Más niñas y niños serían hospitalizados por esta enfermedad prevenible. Algunos perderían la audición. Algunos morirían.
El sarampión también es costoso. Un nuevo estudio —aún no publicado en una revista científica— estima que la respuesta de salud pública ante brotes con un puñado de casos cuesta alrededor de $244.000.
Cuando una persona necesita atención hospitalaria, el costo promedio por caso es de $58.600. Según las estimaciones del estudio, un brote como el ocurrido a inicios de este año en el oeste de Texas, con 762 casos y 99 hospitalizaciones, cuesta aproximadamente $12.6 millones.
El estatus de Estados Unidos depende de si los principales brotes ocurridos este año tienen origen en el gran brote del oeste de Texas que comenzó oficialmente el 20 de enero. Si estos brotes están conectados y continúan más allá del 20 de enero del próximo año, el país ya no será considerado libre de sarampión.
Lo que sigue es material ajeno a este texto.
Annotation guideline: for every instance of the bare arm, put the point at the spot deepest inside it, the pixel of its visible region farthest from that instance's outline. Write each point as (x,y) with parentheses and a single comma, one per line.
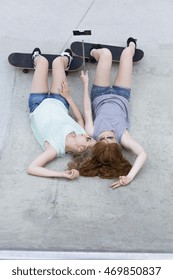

“Mucha gente trabajó muy duro durante mucho tiempo para lograr la eliminación: años de trabajo para hacer que las vacunas estén disponibles, lograr una buena cobertura de vacunación y tener una respuesta rápida a los brotes para limitar su propagación”, dijo Paul Rota, microbiólogo recientemente retirado tras casi 40 años de carrera en los Centros para el Control y Prevención de Enfermedades (CDC).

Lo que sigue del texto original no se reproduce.